The findings of fact of the Deputy Commissioner are supported by competent evidence, and under Del Vecchio v. Bowers, 296 U.S. 280, 56 S. Ct. 190, 80 L. Ed. 229, must be regarded as final and conclusive by this Court and not subject to judicial review. See, also, Voehl v. Indemnity Insurance Co. of North America, 288 U.S. 162, 53 S. Ct. 380, 77 L. Ed. 676, 87 A.L.R. 245; Crowell, Deputy Commissioner v. Benson, 285 U.S. 22, 52 S. Ct. 285, 76 L. Ed. 598; Jules C. L'Hote et al. v.
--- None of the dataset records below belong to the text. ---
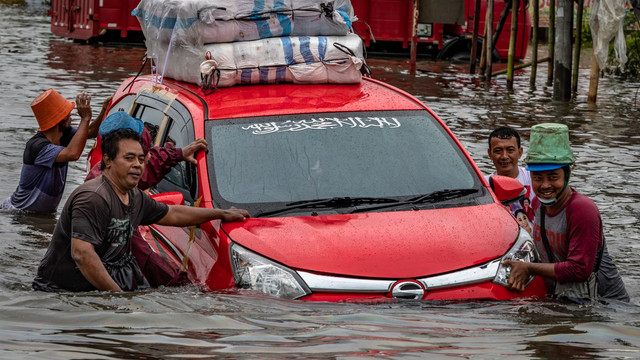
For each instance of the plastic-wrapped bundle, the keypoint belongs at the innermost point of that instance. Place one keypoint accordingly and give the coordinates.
(301, 60)
(198, 22)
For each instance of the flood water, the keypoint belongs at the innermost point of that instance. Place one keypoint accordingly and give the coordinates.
(187, 323)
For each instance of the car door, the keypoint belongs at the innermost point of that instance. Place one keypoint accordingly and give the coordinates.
(167, 120)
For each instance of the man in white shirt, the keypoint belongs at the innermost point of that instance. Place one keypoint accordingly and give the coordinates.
(505, 151)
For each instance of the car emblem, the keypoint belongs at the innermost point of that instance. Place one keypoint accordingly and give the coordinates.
(408, 290)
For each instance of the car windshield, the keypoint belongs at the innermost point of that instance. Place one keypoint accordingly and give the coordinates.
(270, 162)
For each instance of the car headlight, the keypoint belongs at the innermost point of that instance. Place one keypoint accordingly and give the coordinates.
(252, 271)
(522, 250)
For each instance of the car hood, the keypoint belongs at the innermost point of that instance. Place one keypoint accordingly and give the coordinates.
(394, 245)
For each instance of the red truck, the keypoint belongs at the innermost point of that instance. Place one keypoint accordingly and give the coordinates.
(444, 30)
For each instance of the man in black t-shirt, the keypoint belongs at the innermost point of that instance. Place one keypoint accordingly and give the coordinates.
(90, 248)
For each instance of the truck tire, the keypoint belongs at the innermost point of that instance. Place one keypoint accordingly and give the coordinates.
(458, 49)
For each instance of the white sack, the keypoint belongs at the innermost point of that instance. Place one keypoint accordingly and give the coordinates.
(198, 22)
(609, 17)
(301, 60)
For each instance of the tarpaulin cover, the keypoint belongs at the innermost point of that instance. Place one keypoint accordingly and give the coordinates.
(303, 59)
(197, 22)
(606, 22)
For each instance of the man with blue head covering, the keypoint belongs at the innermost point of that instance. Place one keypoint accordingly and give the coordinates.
(159, 160)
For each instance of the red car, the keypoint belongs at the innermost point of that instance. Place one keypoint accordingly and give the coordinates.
(355, 191)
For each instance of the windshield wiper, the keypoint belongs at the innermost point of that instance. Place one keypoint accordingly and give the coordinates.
(335, 202)
(432, 197)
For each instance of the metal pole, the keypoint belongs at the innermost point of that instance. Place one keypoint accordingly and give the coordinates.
(562, 63)
(534, 51)
(414, 37)
(594, 76)
(576, 54)
(501, 20)
(483, 53)
(474, 41)
(512, 42)
(489, 40)
(552, 36)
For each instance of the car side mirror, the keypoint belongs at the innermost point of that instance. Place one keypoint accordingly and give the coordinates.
(507, 190)
(169, 198)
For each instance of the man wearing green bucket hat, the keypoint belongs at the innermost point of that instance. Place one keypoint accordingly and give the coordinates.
(567, 229)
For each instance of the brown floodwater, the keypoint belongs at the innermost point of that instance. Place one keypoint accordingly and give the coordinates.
(187, 323)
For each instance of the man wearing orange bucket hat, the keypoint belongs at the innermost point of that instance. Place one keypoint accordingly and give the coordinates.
(48, 153)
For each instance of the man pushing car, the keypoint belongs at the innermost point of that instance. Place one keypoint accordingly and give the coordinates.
(91, 248)
(567, 229)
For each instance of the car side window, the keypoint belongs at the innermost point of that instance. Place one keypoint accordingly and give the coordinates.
(172, 124)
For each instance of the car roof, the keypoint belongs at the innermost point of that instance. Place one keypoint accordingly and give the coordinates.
(285, 99)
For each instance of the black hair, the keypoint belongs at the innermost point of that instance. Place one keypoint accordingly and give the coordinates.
(112, 139)
(504, 132)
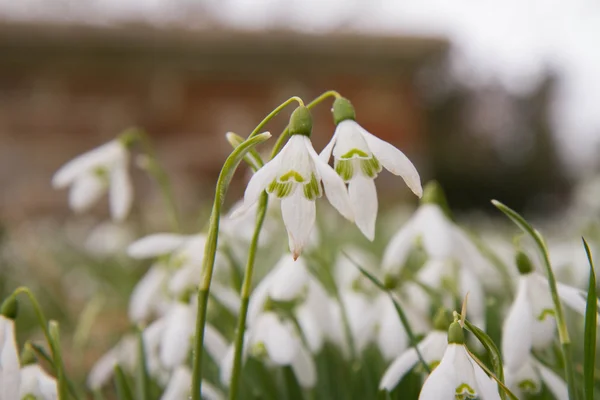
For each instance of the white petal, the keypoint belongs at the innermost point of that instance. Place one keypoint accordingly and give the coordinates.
(121, 192)
(155, 245)
(305, 369)
(10, 375)
(299, 218)
(257, 184)
(394, 161)
(85, 192)
(289, 279)
(176, 340)
(146, 294)
(335, 189)
(396, 371)
(556, 384)
(516, 332)
(363, 198)
(325, 154)
(215, 343)
(179, 385)
(100, 156)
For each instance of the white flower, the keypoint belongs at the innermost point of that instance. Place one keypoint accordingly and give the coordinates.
(10, 375)
(458, 375)
(530, 323)
(295, 176)
(528, 379)
(358, 158)
(91, 174)
(36, 382)
(432, 348)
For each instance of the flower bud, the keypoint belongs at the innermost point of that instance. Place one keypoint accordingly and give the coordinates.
(342, 110)
(456, 334)
(523, 263)
(301, 122)
(10, 307)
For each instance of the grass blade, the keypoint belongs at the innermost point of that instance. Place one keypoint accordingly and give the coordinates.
(589, 341)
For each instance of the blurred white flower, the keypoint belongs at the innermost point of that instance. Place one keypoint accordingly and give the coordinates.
(527, 380)
(432, 348)
(91, 174)
(358, 158)
(458, 375)
(37, 383)
(295, 176)
(10, 375)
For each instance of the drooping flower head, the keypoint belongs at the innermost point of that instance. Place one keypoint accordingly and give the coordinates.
(295, 177)
(359, 156)
(91, 174)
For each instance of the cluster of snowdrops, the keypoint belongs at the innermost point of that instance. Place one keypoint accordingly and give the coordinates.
(321, 317)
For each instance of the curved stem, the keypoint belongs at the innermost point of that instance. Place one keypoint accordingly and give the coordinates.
(210, 251)
(245, 295)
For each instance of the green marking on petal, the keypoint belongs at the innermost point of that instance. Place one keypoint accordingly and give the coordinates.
(292, 175)
(464, 391)
(370, 167)
(529, 386)
(312, 189)
(547, 312)
(345, 169)
(354, 152)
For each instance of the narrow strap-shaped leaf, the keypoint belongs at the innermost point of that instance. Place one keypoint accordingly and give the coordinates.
(589, 340)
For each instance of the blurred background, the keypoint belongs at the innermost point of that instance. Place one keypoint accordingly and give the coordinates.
(492, 99)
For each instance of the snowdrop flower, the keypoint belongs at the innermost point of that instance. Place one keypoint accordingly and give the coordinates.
(295, 177)
(91, 174)
(358, 157)
(530, 323)
(458, 375)
(527, 379)
(432, 348)
(10, 375)
(37, 383)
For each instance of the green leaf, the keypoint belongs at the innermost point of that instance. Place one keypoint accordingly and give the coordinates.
(123, 389)
(589, 341)
(563, 333)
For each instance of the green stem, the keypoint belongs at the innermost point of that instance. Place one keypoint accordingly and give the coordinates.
(245, 295)
(210, 251)
(156, 171)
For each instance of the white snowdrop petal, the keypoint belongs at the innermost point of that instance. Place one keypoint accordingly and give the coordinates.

Crowell, Deputy Commissioner, 286 U.S. 528, 52 S. Ct. 499, 76 L. Ed. 1270; Pacific Employers' Insurance Co. v. Phillsbury, Deputy Commissioner, 9 Cir., 61 F.2d 101; Lumber Mutual Casualty Insurance Co. of New York v. Locke, Deputy Commissioner, 2 Cir., 60 F.2d 35; Independent Pier Co. v. Norton, Deputy Commissioner, 3 Cir., 54 F.2d 734.
It is unnecessary, in view of what has already been stated, to discuss the question whether there was a "change in condition".
Another contention advanced by the plaintiffs, that the award based upon the finding of sixty-five per cent disability became res adjudicata, is without merit. The case was reviewed within "one year after the date of the last payment of compensation", and was therefore proper under Section 22 of the Longshoremen's Act, supra.
And now, to wit, this eighth day of March, 1940, the bill of complaint is dismissed.